Palo Alto Medical Foundation Newsroom

PAMF Research Institute Shares Findings on Open Communication Study

Open Communication Model Increases Patient Engagement & Satisfaction

A recent Palo Alto Medical Foundation Research Institute (PAMFRI) study looked at ways to improve patient-physician communication through a cluster randomized controlled trial of four primary care clinics at the Palo Alto Medical Foundation (PAMF). Funding for the study was provided by the Patient Centered Outcomes Research Institute (PCORI),

Researchers tested two approaches:

The first approach, called “Open Communication,” was co-developed by the PAMF Research Institute team with patients, physicians and clinic staff. It contained three components:

    1. A Visit Companion booklet for patients write down the issues or questions that matter to them most, and bring to their doctor visit
    2. A short animated video that encourages patients and physicians to communicate openly
    3. Physician communication coaching from a standardized patient coach on how to use the booklet with their patients

The second approach was based on the AskShareKnow of the ASK Patient-Clinician Communication Model which prompts patients to ask their doctor three questions about their options and risks.
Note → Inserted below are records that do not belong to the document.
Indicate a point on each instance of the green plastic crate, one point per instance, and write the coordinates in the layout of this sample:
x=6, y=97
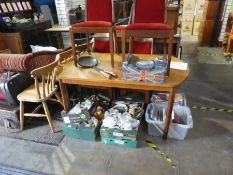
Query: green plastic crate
x=120, y=142
x=118, y=133
x=82, y=132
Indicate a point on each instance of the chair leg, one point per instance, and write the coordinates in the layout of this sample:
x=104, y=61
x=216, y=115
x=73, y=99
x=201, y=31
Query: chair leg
x=116, y=42
x=111, y=48
x=123, y=40
x=88, y=43
x=21, y=115
x=110, y=93
x=48, y=116
x=59, y=98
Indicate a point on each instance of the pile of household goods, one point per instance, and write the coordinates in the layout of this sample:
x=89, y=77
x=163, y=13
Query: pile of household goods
x=181, y=119
x=121, y=123
x=83, y=121
x=93, y=118
x=151, y=71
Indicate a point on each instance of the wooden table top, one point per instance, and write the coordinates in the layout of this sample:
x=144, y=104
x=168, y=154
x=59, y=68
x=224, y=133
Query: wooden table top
x=89, y=76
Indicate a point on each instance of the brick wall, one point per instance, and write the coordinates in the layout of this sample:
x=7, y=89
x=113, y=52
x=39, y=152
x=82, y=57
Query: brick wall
x=63, y=6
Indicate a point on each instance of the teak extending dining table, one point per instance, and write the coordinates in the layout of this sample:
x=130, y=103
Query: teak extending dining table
x=90, y=77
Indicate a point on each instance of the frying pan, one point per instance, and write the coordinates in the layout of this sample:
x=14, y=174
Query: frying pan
x=91, y=62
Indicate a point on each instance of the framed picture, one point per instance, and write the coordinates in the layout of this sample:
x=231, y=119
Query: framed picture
x=9, y=7
x=4, y=8
x=24, y=6
x=29, y=5
x=14, y=6
x=19, y=6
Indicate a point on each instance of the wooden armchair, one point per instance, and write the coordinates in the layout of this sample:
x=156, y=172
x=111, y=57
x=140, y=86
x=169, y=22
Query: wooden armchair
x=43, y=90
x=149, y=21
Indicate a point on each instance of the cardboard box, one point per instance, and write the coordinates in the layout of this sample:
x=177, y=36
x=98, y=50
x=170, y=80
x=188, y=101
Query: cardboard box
x=187, y=28
x=201, y=5
x=197, y=24
x=189, y=6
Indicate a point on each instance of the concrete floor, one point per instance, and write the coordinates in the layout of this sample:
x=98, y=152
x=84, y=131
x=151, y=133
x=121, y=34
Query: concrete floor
x=207, y=150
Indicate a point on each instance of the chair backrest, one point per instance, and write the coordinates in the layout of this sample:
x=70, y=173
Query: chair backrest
x=149, y=11
x=47, y=76
x=100, y=10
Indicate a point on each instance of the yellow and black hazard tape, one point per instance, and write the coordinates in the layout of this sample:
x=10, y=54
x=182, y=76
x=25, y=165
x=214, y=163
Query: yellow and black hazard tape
x=212, y=109
x=156, y=148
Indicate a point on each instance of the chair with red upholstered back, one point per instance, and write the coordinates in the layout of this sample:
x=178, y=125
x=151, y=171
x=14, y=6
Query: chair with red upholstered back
x=99, y=19
x=148, y=21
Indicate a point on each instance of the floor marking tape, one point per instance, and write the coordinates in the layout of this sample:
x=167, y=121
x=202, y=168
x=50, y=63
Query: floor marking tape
x=156, y=148
x=212, y=109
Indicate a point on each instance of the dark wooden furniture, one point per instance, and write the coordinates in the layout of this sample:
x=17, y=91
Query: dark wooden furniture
x=74, y=75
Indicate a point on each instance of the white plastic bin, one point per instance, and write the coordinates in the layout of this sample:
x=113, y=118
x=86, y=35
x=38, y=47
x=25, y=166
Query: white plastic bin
x=176, y=131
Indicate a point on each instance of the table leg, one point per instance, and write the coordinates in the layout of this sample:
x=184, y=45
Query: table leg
x=169, y=112
x=64, y=95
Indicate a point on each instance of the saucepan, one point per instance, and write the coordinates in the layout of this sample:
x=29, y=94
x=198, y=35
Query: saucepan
x=92, y=62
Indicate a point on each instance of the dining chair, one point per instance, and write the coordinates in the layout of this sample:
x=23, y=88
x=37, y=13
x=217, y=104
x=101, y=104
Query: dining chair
x=41, y=91
x=149, y=21
x=99, y=19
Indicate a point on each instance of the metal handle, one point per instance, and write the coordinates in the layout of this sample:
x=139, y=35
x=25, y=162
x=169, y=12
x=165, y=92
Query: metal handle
x=105, y=74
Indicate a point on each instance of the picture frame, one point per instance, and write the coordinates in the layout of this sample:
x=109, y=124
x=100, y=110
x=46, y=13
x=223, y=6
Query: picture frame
x=20, y=6
x=14, y=6
x=9, y=7
x=29, y=5
x=4, y=8
x=24, y=5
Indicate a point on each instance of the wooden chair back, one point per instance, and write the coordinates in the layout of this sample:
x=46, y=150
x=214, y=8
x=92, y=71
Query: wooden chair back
x=45, y=79
x=100, y=10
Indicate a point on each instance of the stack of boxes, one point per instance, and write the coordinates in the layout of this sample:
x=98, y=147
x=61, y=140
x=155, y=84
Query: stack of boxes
x=192, y=16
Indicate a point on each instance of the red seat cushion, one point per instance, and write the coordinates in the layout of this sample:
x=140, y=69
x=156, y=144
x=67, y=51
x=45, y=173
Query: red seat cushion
x=99, y=10
x=93, y=24
x=102, y=46
x=141, y=47
x=148, y=26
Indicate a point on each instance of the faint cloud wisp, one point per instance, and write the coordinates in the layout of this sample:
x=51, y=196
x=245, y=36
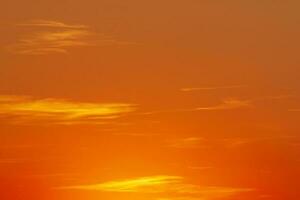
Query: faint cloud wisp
x=171, y=186
x=25, y=108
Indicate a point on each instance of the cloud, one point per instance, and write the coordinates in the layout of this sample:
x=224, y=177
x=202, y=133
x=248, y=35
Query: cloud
x=60, y=111
x=44, y=37
x=186, y=143
x=228, y=104
x=173, y=186
x=51, y=24
x=143, y=184
x=211, y=88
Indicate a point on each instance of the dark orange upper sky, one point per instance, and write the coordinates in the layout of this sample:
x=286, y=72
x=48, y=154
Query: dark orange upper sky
x=149, y=100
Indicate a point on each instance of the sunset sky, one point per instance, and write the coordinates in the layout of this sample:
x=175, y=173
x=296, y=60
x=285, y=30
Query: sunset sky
x=149, y=100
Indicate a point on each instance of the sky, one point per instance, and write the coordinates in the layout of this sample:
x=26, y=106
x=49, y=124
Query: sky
x=149, y=100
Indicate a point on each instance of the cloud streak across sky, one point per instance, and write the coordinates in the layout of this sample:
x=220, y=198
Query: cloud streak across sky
x=59, y=110
x=174, y=186
x=44, y=37
x=191, y=89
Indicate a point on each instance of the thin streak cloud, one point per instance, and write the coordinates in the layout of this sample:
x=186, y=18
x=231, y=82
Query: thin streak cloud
x=59, y=110
x=212, y=88
x=51, y=24
x=174, y=186
x=228, y=104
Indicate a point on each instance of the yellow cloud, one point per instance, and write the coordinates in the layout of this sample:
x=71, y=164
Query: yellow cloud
x=143, y=184
x=51, y=24
x=211, y=88
x=45, y=36
x=173, y=186
x=228, y=104
x=60, y=111
x=190, y=142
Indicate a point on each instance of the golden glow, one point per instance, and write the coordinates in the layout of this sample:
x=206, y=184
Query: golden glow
x=60, y=111
x=149, y=100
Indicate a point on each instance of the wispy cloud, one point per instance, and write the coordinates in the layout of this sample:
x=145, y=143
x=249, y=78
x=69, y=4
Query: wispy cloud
x=59, y=110
x=40, y=37
x=143, y=184
x=228, y=104
x=186, y=143
x=51, y=24
x=190, y=89
x=44, y=37
x=174, y=186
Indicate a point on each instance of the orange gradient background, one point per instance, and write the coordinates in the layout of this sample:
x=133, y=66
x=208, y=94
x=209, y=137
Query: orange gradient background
x=149, y=100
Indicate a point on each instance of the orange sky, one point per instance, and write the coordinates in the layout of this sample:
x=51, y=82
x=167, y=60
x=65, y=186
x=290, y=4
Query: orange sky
x=149, y=100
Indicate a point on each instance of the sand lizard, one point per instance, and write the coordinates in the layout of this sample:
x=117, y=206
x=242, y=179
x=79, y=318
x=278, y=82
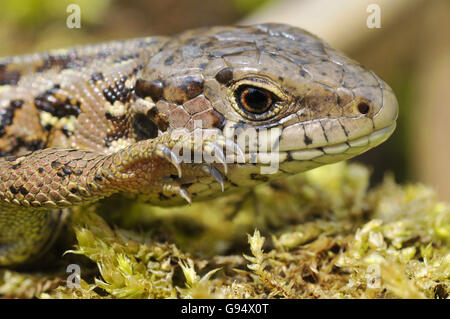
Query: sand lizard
x=81, y=124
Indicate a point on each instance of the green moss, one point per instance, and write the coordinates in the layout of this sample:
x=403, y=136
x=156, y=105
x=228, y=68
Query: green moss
x=323, y=234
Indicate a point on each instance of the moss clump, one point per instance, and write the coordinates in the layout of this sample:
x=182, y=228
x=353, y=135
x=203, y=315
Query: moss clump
x=323, y=234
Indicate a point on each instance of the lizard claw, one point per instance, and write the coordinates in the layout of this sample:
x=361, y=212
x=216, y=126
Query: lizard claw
x=228, y=144
x=166, y=153
x=219, y=156
x=216, y=174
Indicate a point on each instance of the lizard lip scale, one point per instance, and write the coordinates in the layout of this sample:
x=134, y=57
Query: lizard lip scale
x=84, y=123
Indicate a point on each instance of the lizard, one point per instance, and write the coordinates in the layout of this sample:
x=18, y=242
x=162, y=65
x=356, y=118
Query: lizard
x=127, y=117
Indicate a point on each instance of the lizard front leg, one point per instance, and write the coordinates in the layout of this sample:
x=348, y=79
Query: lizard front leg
x=34, y=186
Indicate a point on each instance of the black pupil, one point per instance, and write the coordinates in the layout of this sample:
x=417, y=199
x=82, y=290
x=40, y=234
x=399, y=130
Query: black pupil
x=254, y=99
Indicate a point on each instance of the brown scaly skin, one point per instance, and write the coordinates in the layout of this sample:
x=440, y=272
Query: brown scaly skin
x=81, y=124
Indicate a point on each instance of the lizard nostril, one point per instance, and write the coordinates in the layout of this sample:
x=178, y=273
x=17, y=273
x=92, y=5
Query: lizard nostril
x=363, y=108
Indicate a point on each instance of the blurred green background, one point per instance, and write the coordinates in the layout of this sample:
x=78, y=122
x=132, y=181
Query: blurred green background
x=411, y=52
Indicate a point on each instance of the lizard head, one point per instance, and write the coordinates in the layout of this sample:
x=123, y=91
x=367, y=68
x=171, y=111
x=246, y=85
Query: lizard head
x=294, y=101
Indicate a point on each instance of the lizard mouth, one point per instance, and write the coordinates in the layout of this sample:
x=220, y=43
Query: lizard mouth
x=273, y=163
x=339, y=151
Study results indicate that the Open Communication intervention increased patient-reported engagement in care and improved patient satisfaction, whereas the ASK Patient-Clinician Communication approach improved patient reported engagement in care only.

“It can be overwhelming for patients to remember everything they want to ask their doctor during their visit,” said PAMF Research Institute Principal Investigator Ming Tai-Seale, Ph.D., MPH. “The Visit Companion booklet helps the patient remember what they want to discuss most with their doctor.”

The study found that when patients are more engaged in their care, and when physicians have practiced their communication with the patient coach, both patient satisfaction and experience and patient satisfaction significantly improved. “It is important to create a friendly, comfortable environment for our patients, and a key component to developing that relationship is making sure what matters most to the patient is addressed during the visit, and ensuring that the patient and physician are on the same page before the end visit ends,” said Dr. Tai-Seale.

The PAMF Research Institute is partnering with the Palo Alto Medical Foundation’s Quality Improvement Steering Committee to disseminate the successful approaches to Palo Alto Medical Foundation providers, patients and others.